My personal favorite morning drive routine would occur when I would drive past a construction zone, or a motorist with a flat tire pulled off on the shoulder, and somehow convince myself that I had hit a construction worker or the motorist, without noticing, and the police would no doubt be waiting for me by the time I arrived at work. Just in case my concerns about my own body had started to wane, I could worry about someone else for the remaining 15 minutes. I can thankfully now actually roll my eyes at myself for that little gem.

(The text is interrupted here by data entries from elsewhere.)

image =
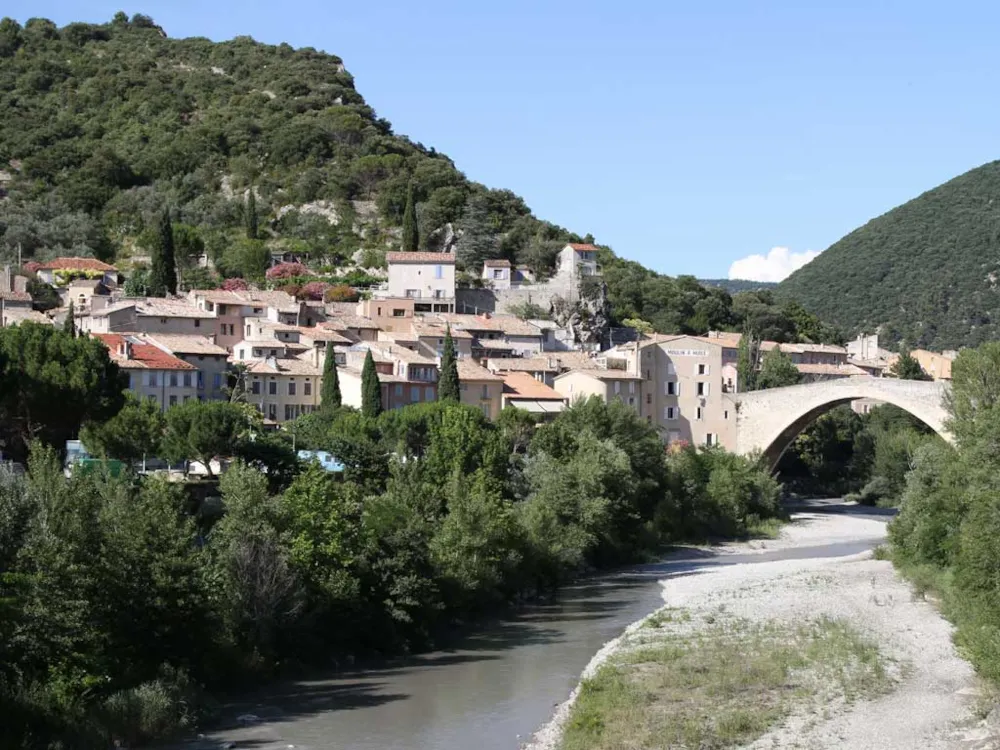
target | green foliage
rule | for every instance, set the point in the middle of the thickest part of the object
(922, 273)
(371, 389)
(132, 434)
(411, 232)
(203, 430)
(448, 383)
(330, 399)
(949, 522)
(163, 274)
(777, 371)
(51, 383)
(906, 367)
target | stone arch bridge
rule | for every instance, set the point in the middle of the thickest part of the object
(768, 421)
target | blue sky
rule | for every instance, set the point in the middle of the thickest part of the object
(685, 135)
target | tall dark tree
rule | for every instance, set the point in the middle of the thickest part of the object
(251, 217)
(411, 232)
(371, 389)
(330, 395)
(748, 360)
(163, 274)
(69, 325)
(448, 385)
(908, 368)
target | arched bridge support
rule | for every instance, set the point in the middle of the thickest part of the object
(768, 421)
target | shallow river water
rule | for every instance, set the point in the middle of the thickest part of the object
(492, 689)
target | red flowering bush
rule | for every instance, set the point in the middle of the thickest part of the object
(287, 271)
(342, 293)
(234, 285)
(314, 290)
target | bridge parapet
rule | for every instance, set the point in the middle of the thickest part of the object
(768, 421)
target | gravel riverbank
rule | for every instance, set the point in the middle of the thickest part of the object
(934, 699)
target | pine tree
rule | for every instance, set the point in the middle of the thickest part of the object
(371, 389)
(163, 274)
(411, 232)
(69, 326)
(251, 216)
(448, 385)
(330, 395)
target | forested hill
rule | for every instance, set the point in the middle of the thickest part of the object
(107, 126)
(926, 272)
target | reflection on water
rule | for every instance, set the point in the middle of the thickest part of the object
(492, 689)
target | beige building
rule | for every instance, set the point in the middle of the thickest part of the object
(522, 391)
(149, 315)
(153, 374)
(606, 384)
(426, 278)
(59, 272)
(480, 388)
(210, 360)
(283, 389)
(935, 364)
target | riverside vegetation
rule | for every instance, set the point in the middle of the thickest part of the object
(125, 603)
(947, 535)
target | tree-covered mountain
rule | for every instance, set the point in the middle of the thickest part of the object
(255, 148)
(926, 272)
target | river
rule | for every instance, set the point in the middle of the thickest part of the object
(492, 689)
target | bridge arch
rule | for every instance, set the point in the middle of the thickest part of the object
(768, 421)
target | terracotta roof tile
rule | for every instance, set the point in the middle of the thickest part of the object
(443, 258)
(75, 264)
(523, 385)
(141, 355)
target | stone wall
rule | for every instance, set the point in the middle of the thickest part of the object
(769, 420)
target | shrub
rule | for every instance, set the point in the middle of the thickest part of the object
(234, 285)
(342, 293)
(286, 271)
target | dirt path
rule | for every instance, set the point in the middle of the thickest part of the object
(934, 700)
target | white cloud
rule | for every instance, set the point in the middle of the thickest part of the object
(775, 266)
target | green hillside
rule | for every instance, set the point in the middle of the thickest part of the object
(925, 273)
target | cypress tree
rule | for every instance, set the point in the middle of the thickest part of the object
(69, 326)
(163, 274)
(251, 214)
(371, 390)
(330, 395)
(448, 385)
(411, 232)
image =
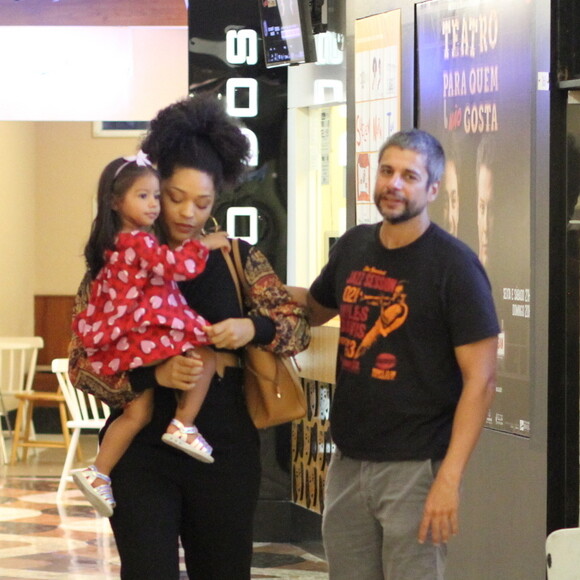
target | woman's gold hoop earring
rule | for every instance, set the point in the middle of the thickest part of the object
(213, 227)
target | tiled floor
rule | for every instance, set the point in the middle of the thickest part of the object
(41, 540)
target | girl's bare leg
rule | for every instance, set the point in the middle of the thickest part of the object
(121, 432)
(190, 402)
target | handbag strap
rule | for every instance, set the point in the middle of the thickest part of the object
(234, 272)
(239, 268)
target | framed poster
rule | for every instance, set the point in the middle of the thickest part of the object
(475, 92)
(377, 100)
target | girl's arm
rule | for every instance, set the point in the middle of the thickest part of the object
(184, 262)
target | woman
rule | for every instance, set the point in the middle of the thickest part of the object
(162, 495)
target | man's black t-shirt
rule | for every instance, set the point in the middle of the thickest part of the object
(402, 313)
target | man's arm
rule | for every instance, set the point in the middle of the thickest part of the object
(477, 362)
(317, 314)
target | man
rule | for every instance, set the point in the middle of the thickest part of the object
(415, 374)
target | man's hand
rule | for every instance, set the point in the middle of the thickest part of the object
(440, 516)
(179, 372)
(231, 333)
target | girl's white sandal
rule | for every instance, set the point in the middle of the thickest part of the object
(100, 497)
(199, 448)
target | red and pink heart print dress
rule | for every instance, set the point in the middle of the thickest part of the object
(136, 314)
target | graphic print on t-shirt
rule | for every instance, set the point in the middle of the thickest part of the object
(373, 306)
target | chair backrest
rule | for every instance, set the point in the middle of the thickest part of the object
(18, 355)
(82, 406)
(563, 554)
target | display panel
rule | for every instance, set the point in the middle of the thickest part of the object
(287, 32)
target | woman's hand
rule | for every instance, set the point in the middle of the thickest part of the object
(231, 333)
(179, 372)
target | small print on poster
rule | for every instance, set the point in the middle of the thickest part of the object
(377, 100)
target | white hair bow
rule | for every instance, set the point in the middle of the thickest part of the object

By the time I did make it to work, I was exhausted. My brain had been through a full day of work and it was only 7:30. If I was really lucky, my body would have me in and out of the bathroom a few more times before noon, just to make sure I was on my toes.
This could all easily occur on a completely obscure day when I didn’t even have anything going on. Add on a special meeting or a project deadline…well, actually things went pretty much the same. I guess that’s what happens when your body is always running on stress mode. The only real difference I noticed when there actually was something of note happening that day was my ability to get ready about 20 minutes faster in spite of getting up at the same time and not cutting anything out of my routine. The feelings were all the same, but the adrenaline pumped harder and I my hands would shake, as if I had started my day with coffee, oatmeal and a bit of meth.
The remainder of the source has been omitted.